New Study Reveals Major Threat to Fort Necessity

Washington, D.C. - On the eve of the 250th anniversary of the start of the French and Indian War, the National Parks Conservation Association (NPCA) today released a report revealing that Fort Necessity National Battlefield in southwestern Pennsylvania is suffering from a $500,000 annual budget shortfall, perpetuating a $3.2 million backlog in deferred maintenance and impacting the experiences of visitors this summer.

"Fort Necessity is an important part of our nation's history, and unless we take immediate action, parts of this historic site may be damaged beyond repair," said Joy Oakes, NPCA's Mid Atlantic Regional Director.

The park's fiscal year 2004 operating budget is $1.2 million. According to the NPCA's new State of the Parks ® report, this is at least $500,000 less than the park needs to perform daily operations. Even basic maintenance tasks such as replacing a roof can't be performed because of insufficient funding, leading to a deferred maintenance backlog of $3.2 million. Nearly half of the battlefield's 30 historic structures are in poor or fair condition. There is no funding to hire an archeologist to examine park sites such as Mount Washington Tavern, which some believe played a role in the Underground Railroad. Additionally, this park, an important part of American history, does not have a historian on staff. There is also not a full-time American Indian specialist on staff to serve as a liaison with the 12 associated tribes that fought in the French and Indian War, which could enrich interpretation for park visitors.

"While the good news at the park includes almost $11.5 million committed by the U.S. Congress, the Commonwealth of Pennsylvania, and private partners for projects including a much-needed new visitor center, the critical and chronic shortfall of funding for day-to-day operations threatens the park's future," said Oakes.

Established as a national battlefield in 1935, 900-acre Fort Necessity National Battlefield protects and interprets the history and culture of the French and Indian War, which set America on its course toward independence. The battle, fought here in 1754, was the only battle in which George Washington surrendered during his entire career. Visitors to Fort Necessity can see Mount Washington Tavern, which provided food and lodging for travelers on the National Road, the first highway built entirely with federal funds.

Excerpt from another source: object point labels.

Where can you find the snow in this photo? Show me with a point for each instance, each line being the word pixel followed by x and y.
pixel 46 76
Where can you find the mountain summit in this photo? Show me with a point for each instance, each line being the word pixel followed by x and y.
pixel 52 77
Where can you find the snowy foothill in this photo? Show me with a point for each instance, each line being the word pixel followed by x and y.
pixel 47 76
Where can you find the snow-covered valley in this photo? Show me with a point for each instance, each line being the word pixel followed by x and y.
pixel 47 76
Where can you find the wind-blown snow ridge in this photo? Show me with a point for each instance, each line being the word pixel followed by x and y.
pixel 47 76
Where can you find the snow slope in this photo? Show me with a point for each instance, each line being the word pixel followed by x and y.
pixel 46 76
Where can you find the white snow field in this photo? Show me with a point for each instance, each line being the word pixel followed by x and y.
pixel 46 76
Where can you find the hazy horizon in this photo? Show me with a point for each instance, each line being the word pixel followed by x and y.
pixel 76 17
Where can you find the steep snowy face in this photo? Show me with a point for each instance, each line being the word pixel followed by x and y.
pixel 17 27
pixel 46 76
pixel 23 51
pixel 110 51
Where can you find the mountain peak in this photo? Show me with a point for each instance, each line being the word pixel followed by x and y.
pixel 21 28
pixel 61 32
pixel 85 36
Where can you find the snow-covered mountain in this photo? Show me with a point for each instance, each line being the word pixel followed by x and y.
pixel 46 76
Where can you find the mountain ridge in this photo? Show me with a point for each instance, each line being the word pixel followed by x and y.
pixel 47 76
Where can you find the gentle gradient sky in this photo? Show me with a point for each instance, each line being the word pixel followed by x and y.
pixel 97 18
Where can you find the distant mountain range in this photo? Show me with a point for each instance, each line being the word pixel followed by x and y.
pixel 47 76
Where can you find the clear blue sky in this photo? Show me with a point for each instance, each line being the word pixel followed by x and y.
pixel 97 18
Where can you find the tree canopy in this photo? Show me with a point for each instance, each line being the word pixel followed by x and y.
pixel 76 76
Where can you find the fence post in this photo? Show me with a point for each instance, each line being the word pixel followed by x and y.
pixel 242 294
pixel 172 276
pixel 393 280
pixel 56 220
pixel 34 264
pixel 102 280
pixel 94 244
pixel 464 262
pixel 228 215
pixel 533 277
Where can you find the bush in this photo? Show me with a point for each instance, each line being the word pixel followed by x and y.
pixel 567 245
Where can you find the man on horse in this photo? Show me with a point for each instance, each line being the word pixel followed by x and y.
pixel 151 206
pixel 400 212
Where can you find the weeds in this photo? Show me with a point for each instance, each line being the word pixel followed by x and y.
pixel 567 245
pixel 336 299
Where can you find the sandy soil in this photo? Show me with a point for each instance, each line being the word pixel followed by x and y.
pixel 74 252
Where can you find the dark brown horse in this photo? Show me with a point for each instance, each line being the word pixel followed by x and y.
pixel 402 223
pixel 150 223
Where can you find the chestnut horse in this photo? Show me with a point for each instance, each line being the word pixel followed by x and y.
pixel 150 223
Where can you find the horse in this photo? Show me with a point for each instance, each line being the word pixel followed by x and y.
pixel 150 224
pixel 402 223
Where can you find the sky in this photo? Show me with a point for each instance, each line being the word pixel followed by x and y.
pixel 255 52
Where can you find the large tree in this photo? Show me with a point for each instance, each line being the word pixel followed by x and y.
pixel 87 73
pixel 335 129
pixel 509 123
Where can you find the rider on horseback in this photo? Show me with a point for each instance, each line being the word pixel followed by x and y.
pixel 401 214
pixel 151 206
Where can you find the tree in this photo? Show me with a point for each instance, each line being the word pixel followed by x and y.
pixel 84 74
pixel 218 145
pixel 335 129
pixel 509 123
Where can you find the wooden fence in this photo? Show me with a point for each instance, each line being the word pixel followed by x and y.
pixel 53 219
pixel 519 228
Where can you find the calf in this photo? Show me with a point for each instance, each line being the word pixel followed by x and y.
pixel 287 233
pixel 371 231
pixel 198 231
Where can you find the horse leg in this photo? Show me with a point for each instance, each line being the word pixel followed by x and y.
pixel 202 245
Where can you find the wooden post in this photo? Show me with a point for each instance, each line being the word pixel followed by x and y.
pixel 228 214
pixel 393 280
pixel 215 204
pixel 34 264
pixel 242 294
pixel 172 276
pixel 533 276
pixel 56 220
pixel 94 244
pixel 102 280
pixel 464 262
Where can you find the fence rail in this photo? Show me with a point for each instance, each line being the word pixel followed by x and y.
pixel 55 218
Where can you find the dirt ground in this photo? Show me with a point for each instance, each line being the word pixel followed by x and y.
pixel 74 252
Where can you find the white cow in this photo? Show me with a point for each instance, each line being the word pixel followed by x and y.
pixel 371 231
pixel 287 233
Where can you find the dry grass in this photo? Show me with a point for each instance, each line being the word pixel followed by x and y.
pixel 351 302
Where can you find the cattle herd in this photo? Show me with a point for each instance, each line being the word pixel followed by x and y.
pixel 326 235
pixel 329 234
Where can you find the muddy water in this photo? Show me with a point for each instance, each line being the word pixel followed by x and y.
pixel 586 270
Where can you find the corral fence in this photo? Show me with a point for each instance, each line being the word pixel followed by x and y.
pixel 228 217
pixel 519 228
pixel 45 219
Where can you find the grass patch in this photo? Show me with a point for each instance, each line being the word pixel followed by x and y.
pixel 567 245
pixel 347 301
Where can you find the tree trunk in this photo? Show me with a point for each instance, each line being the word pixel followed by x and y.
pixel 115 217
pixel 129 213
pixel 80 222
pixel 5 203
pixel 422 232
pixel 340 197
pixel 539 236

During July 1-4, Fort Necessity is hosting a celebration commemorating the 250th Anniversary of the French and Indian War. The event features a free concert by the Pittsburgh Symphony Orchestra, a French and Indian War Scholars Panel, reenactments, and French and Indian War art exhibits.

NPCA launched the landmark State of the Parks® program in 2000 to assess the health of national parks across the country. The product of a 6-month analysis, "Fort Necessity National Battlefield: A Resource Assessment" is the 14th NPCA State of the Parks report.